Ce magistrat a rendu compte des plaidoiries dans le délibéré de la cour, composée de :
M Raoul CARBONARO, président de chambre
M Gilles REVELLES, conseiller
M Gilles BUFFET , conseiller
Greffier : Mme Fatma DEVECI, lors des débats
ARRET :
– CONTRADICTOIRE
– prononcé
par mise à disposition de l’arrêt au greffe de la cour, les parties en ayant été préalablement avisées dans les conditions prévues au deuxième alinéa de l’article 450 du code de procédure civile.
-signé par Monsieur Raoul CARBONARO, Président de chambre et par Madame Fatma DEVECI, Greffière à laquelle la minute de la décision a été remise par le magistrat signataire.
La cour statue sur l’appel interjeté par M. [J] [Y] d’un jugement rendu le 13 décembre 2018 par le tribunal des affaires de sécurité sociale de Paris dans un litige l’opposant à la Caisse Nationale d’Assurance Vieillesse.

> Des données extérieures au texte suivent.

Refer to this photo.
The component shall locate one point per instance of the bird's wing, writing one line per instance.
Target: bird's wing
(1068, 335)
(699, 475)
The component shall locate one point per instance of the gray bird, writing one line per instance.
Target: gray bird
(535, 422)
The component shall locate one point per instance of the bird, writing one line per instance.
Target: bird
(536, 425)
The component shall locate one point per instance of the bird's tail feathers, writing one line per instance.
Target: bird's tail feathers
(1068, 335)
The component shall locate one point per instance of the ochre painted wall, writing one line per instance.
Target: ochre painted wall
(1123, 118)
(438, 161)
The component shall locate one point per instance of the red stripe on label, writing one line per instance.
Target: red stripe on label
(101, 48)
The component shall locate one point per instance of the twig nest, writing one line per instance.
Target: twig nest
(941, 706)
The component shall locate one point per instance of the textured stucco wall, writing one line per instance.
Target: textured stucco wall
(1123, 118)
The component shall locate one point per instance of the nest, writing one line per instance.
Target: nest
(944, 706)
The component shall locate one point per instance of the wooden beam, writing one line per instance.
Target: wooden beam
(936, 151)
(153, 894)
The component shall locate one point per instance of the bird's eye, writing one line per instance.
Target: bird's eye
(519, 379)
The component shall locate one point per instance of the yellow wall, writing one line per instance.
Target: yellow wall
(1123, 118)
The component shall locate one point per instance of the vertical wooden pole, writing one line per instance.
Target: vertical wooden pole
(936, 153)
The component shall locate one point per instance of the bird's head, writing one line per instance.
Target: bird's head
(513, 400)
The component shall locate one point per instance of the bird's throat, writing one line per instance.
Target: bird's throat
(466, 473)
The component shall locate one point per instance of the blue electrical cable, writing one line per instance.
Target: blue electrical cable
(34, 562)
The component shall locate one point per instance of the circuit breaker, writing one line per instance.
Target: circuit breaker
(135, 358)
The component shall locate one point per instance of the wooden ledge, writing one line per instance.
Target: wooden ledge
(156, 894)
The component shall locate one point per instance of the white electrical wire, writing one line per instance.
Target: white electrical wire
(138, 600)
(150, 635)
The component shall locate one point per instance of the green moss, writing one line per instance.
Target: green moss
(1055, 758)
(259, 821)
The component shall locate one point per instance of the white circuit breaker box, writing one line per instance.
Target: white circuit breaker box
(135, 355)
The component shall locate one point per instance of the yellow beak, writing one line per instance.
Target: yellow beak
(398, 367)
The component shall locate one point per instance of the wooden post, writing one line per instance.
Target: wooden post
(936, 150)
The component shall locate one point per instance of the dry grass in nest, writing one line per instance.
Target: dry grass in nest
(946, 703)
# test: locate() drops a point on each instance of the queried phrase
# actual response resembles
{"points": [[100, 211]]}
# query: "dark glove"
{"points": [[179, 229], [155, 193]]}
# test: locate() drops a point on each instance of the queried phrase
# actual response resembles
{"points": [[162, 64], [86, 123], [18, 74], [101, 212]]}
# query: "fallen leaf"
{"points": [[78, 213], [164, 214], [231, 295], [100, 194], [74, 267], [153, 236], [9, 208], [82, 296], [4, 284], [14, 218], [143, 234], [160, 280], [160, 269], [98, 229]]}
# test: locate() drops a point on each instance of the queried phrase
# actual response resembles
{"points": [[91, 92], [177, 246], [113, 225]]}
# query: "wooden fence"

FAITS, PROCÉDURE, PRÉTENTIONS ET MOYENS DES PARTIES :
Les circonstances de la cause ayant été correctement rapportées par le tribunal dans son jugement au contenu duquel la cour entend se référer pour un plus ample exposé, il suffit de rappeler que M. [J] [Y] a saisi le 16 mars 2018, en son nom, et en celui de sa nièce Mme [S] [E], le tribunal des affaires de sécurité sociale de Paris en contestation de la récupération de l’Allocation de Solidarité aux Personnes Âgées versée à son frère qui lui a été notifiée par la Caisse Nationale d’Assurance Vieillesse le 19 janvier 2018.
Par jugement du 13 décembre 2018, le tribunal a :
– dit irrecevable le recours de M. [J] [Y] en ce qu’il et formé au nom de Mme [S] [E] ;
– dit irrecevable la demande de sursis à statuer ;
– rejeté le recours de M. [J] [Y] ;
– condamné M. [J] [Y] à verser à la Caisse Nationale d’Assurance Vieillesse la somme de 10 807,86 euros ;
– ordonné l’exécution provisoire ;
– mis les frais d’exécution du jugement à la charge de M. [J] [Y].
Le tribunal a, au fond, jugé que les dispositions de l’article 786 du code civil n’étaient pas applicables dès lors que la créance de la Caisse Nationale d’Assurance Vieillesse constitue une charge de succession née après le décès de l’allocataire et non une dette successorale. Il a en outre rappelé que la caisse avait avisé le notaire du principe de sa créance, sans en chiffrer le montant, de telle sorte que le requérant ne pouvait en ignorer l’existence. Il a enfin retenu que la créance ne pouvant être récupérée que si l’actif net de la succession était supérieur à 39 000 euros, le patrimoine personnel du requérant n’était pas obéré.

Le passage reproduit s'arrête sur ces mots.